Let's not take Representational art for granted, either. While intended to depict reality, there is no uniform way of looking at the world in artistic work (another reason it opens our eyes). When asking what reality looks like, we're talking about perception, how we see things. We are not simply cameras. Our perception isn't just a copy of what is in front of our eyes, but selectively chooses and interprets. Perception is affected by many variables besides optics. Our scattered or focused attention, mood or state of mind, and the demands of our personal, as well as external, world all affect how we select, ignore, differentiate, and see reality.
What Does Reality Look Like: How to Represent the World We See
According to the school of Classical Realism, an artwork should look like something seen out there and if painted in the classical manner, appear as a visual illusion of the real thing made ideal. Painting realistically is painting what you see out there in the world. But it's based on what you see, painted the way that you see it. Even Renaissance contemporaries like Da Vinci and Michelangelo viewed and painted realism quite differently from one another. That's how we can identify individual artists and their unique manner of painting. As students, we may copy masters' paintings for insight into their vision and their techniques. Even when very skilled, our copies will not be mistaken for theirs (unless we are very skilled forgers and can erase all personal marks).

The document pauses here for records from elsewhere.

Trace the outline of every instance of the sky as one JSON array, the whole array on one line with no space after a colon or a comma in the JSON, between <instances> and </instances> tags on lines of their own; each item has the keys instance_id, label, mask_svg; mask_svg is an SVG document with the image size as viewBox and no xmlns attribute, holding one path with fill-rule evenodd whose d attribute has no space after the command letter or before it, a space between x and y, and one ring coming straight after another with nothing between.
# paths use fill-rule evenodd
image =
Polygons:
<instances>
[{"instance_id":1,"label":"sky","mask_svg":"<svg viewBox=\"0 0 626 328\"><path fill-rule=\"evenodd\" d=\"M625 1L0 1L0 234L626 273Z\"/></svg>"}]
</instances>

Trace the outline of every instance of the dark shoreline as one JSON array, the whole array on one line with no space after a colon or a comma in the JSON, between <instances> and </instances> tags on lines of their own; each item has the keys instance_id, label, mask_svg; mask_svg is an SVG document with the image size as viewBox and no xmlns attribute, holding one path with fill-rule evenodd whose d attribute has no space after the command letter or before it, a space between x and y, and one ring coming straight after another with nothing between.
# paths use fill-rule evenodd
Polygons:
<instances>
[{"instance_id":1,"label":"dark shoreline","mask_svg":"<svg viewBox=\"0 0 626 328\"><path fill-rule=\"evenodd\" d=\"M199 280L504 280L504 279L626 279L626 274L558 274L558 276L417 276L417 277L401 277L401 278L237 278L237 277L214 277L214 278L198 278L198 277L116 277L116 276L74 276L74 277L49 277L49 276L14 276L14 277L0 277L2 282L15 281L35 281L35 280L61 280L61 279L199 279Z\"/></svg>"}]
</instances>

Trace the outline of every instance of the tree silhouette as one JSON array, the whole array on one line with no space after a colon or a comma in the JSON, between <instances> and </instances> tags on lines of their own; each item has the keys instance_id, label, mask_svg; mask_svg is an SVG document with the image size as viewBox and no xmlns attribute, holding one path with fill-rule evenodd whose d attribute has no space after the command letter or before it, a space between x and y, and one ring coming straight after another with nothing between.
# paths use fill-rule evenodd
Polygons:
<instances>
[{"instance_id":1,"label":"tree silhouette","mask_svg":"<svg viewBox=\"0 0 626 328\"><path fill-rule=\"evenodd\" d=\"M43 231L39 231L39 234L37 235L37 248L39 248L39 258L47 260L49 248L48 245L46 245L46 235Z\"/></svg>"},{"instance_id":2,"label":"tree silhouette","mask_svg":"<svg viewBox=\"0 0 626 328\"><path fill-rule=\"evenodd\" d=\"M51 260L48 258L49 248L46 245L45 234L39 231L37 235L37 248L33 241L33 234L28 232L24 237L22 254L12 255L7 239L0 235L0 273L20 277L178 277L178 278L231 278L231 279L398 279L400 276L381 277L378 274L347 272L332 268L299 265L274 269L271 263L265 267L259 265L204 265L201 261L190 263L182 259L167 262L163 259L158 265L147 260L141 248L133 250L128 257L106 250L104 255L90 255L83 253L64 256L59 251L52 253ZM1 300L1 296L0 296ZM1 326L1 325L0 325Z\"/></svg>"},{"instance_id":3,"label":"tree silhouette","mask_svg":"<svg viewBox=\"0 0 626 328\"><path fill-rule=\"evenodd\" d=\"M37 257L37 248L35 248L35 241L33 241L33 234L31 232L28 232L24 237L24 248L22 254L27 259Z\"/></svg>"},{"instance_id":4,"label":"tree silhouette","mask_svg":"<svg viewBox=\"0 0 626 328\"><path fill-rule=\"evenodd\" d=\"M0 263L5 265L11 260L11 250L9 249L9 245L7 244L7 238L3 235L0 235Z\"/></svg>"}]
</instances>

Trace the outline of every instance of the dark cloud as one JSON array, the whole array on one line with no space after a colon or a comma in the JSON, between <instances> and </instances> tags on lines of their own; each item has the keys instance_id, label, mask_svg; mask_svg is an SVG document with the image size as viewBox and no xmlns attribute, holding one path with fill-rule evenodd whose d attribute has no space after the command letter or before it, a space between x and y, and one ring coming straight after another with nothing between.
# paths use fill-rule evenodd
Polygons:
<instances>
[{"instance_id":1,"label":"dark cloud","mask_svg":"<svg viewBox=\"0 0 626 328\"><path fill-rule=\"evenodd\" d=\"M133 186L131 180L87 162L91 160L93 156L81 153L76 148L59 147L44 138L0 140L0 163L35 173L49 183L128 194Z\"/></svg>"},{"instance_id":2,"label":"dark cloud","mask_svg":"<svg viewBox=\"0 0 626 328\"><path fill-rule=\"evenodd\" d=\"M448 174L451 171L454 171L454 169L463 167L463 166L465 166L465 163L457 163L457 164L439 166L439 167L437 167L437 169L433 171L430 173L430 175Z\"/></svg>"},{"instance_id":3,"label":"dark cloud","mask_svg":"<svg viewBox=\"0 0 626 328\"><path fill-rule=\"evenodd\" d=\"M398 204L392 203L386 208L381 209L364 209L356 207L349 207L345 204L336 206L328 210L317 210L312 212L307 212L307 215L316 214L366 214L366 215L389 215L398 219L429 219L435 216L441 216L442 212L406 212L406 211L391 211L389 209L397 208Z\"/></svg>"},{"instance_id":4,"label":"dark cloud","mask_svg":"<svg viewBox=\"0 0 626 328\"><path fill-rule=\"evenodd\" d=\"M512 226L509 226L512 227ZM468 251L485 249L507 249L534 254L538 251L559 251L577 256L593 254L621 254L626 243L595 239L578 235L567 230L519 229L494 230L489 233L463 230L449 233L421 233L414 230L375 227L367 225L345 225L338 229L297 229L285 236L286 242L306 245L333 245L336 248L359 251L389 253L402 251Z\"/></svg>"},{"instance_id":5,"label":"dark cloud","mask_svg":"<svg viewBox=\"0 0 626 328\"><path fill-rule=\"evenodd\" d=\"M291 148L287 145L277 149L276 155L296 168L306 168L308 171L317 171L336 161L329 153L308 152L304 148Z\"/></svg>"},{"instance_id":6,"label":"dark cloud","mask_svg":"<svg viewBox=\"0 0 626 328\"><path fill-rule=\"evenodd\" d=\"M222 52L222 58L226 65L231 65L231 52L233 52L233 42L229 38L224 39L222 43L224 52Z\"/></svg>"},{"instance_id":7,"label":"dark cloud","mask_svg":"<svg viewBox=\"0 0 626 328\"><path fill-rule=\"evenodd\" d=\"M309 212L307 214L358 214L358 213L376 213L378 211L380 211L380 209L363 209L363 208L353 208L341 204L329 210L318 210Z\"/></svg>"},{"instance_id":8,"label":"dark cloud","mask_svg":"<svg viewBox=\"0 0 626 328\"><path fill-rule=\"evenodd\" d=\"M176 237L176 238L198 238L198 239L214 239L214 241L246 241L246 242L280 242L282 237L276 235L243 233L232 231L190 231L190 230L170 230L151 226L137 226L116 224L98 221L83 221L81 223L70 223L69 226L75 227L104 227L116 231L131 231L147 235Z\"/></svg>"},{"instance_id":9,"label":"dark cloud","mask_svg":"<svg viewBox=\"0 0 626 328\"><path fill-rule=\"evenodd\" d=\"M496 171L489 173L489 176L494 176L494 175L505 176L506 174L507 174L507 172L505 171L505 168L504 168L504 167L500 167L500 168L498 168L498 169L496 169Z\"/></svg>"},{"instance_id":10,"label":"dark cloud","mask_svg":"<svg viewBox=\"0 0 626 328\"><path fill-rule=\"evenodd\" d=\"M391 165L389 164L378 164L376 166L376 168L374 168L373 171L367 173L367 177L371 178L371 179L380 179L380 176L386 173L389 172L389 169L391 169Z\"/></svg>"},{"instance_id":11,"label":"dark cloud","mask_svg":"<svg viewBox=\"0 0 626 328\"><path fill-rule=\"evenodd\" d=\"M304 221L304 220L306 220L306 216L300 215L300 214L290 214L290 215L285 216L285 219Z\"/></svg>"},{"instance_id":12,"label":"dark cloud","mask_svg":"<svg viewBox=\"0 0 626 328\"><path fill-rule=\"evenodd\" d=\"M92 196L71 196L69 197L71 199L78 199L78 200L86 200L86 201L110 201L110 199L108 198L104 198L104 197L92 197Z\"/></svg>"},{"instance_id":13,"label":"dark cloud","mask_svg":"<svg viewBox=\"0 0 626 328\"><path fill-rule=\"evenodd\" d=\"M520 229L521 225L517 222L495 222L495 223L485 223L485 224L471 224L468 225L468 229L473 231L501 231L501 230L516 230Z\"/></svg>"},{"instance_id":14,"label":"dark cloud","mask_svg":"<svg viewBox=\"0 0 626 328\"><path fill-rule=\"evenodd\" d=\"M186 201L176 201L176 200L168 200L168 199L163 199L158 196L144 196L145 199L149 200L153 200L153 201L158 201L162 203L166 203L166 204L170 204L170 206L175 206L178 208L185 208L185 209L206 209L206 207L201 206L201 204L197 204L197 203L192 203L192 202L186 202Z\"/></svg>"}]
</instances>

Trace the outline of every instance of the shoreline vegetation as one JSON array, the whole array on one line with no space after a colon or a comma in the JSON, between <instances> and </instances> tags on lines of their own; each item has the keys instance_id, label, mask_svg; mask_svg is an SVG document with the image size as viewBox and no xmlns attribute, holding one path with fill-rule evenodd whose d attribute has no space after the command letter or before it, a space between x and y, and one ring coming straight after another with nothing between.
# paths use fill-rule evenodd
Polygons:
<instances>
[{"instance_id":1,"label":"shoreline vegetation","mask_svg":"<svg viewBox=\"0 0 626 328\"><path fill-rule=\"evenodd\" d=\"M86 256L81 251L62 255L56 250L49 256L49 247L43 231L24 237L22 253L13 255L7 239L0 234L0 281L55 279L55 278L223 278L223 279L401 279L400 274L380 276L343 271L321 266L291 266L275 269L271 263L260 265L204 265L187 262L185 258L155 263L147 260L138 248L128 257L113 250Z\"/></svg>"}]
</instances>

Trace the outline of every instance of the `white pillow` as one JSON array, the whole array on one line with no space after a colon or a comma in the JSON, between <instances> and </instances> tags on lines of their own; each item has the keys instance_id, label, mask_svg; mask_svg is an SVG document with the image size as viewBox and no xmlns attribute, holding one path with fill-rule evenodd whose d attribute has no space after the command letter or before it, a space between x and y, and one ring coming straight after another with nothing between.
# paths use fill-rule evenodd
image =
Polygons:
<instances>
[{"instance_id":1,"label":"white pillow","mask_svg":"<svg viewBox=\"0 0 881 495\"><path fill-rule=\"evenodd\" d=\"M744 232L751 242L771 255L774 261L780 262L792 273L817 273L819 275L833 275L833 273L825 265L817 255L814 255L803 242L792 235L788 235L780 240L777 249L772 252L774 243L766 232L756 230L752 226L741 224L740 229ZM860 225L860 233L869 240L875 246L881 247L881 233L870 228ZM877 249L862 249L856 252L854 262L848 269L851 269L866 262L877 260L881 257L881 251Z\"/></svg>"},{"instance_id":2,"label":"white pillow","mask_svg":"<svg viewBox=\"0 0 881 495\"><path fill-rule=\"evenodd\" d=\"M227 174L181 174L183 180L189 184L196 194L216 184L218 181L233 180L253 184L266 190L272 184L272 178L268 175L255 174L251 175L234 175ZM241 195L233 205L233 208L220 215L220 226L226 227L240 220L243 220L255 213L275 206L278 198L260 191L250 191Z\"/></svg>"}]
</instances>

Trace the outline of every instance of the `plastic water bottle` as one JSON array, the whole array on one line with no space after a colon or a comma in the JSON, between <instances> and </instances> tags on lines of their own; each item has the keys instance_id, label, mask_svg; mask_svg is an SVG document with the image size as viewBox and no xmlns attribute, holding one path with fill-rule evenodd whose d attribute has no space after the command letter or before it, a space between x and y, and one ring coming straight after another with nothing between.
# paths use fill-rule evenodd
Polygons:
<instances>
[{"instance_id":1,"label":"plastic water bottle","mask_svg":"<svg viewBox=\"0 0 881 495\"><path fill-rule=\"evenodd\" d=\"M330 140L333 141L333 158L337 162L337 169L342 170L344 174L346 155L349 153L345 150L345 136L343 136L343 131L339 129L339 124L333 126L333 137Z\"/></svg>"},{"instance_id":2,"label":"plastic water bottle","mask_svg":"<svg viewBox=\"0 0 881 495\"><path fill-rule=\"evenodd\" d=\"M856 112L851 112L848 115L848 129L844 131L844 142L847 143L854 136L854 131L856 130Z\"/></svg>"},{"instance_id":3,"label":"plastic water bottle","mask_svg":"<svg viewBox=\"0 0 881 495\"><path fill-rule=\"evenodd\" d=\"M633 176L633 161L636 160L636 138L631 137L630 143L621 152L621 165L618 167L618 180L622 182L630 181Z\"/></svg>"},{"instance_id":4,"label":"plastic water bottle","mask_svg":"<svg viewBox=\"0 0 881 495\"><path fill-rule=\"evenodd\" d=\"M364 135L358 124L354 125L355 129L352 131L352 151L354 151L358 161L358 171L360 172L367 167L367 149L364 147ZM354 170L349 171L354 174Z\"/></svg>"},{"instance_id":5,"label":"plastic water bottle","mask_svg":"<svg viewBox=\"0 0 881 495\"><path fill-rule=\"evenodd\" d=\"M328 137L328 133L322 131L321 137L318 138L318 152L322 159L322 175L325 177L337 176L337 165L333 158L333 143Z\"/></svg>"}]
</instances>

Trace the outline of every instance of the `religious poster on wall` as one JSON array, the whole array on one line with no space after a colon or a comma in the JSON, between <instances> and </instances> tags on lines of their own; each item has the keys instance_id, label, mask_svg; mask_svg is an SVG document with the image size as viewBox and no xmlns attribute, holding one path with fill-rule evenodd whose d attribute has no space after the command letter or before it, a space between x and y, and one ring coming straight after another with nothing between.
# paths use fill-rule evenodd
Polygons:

How we see reality also changes with the time and context, as paintings show us. Italian Renaissance paintings differ from earlier medieval paintings of the same subjects, as well as from their contemporary painters in northern Europe. Later Naturalist depictions of reality differ from subsequent Impressionistic views. Today's contemporary perspectives on realism range from Hyper-objective Photorealism, to a more subjective realities and imaginings in Disrupted Realism and Surrealism, to thoroughly Abstract Conceptual and Abstract Expressionist art. Imagined worlds can be represented as part of the world we see and choose to depict as-if it were real (Surrealism) or as non-representation Abstractions expressing ideas and feelings.

But is it GOOD? Education and Enlightenment
What is the basis for judging an artwork as good or bad? Not the representational or abstract category it falls into. Art in both categories can reveal or create something extraordinary. And both can present us with works that are dull, repetitive, meaningless, or so obscure it's hardly worth our effort. Both can have a nice design, but so can wallpaper. Both can shock us, but is that enough to stay with a painting?

The lasting impact of a painting rests, I think, in how repeatedly it can interest us, how much we can see in it, our experiences in viewing it repeatedly. Education and experience in the art of looking helps us appreciate all kinds of art. We don't need to understand it all. We can be ignorant of the symbolic meanings in Renaissance art or in modern Surrealism (all those drooping clocks) and still appreciate the qualities reaching us in many paintings. Similarly, just a little knowledge and more experience in actively looking at Abstract art can open worlds to us. Art doesn't have to have any commonly understood meaning to be meaningful.
Education does help, but it needn't be high-brow or institutional. For Abstract art, especially, it definitely is not about accepting the received interpretations of meaning. The education I'm talking about can be achieved by looking at paintings for oneself, sticking with them and following the visual shapes, colours, or contrasts that grab your attention, stepping into the painting and noting your reactions to it, positive and negative. Talking about your impressions and reactions, and listening to others helps educate us if we're open-minded. Your experience of art is your interpretation of it. If nothing happens, then it's nothing to you. If something happens, stay with it: it leads to the painting's meaning... for you. There is so much art in the world to experience. The more, varieties of experience we have, the more we learn and understand of life and meaning.